About the operation counting methodology

When totaling the number of operations for algorithms here, any C operator is counted as one operation. Intermediate assignments, which need not be written to RAM, are not counted. Of course, this operation counting approach only serves as an approximation of the actual number of machine instructions and CPU time. All operations are assumed to take the same amount of time, which is not true in reality, but CPUs have been heading increasingly in this direction over time. There are many nuances that determine how fast a system will run a given sample of code, such as cache sizes, memory bandwidths, instruction sets, etc. In the end, benchmarking is the best way to determine whether one method is really faster than another, so consider the techniques below as possibilities to test on your target architecture.

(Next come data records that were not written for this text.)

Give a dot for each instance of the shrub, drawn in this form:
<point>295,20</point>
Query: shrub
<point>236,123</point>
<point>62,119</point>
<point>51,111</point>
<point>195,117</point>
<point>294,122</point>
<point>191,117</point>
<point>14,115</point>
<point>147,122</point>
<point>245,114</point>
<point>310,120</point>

Compute the sign of an integer

int v;      // we want to find the sign of v
int sign;   // the result goes here 

// CHAR_BIT is the number of bits per byte (normally 8).
sign = -(v < 0);  // if v < 0 then -1, else 0. 
// or, to avoid branching on CPUs with flag registers (IA32):
sign = -(int)((unsigned int)((int)v) >> (sizeof(int) * CHAR_BIT - 1));
// or, for one less instruction (but not portable):
sign = v >> (sizeof(int) * CHAR_BIT - 1); 

The last expression above evaluates to sign = v >> 31 for 32-bit integers. This is one operation faster than the obvious way, sign = -(v < 0). This trick works because when signed integers are shifted right, the value of the far left bit is copied to the other bits. The far left bit is 1 when the value is negative and $0$ otherwise; all $1$ bits gives $-1$. Unfortunately, this behavior is architecture-specific.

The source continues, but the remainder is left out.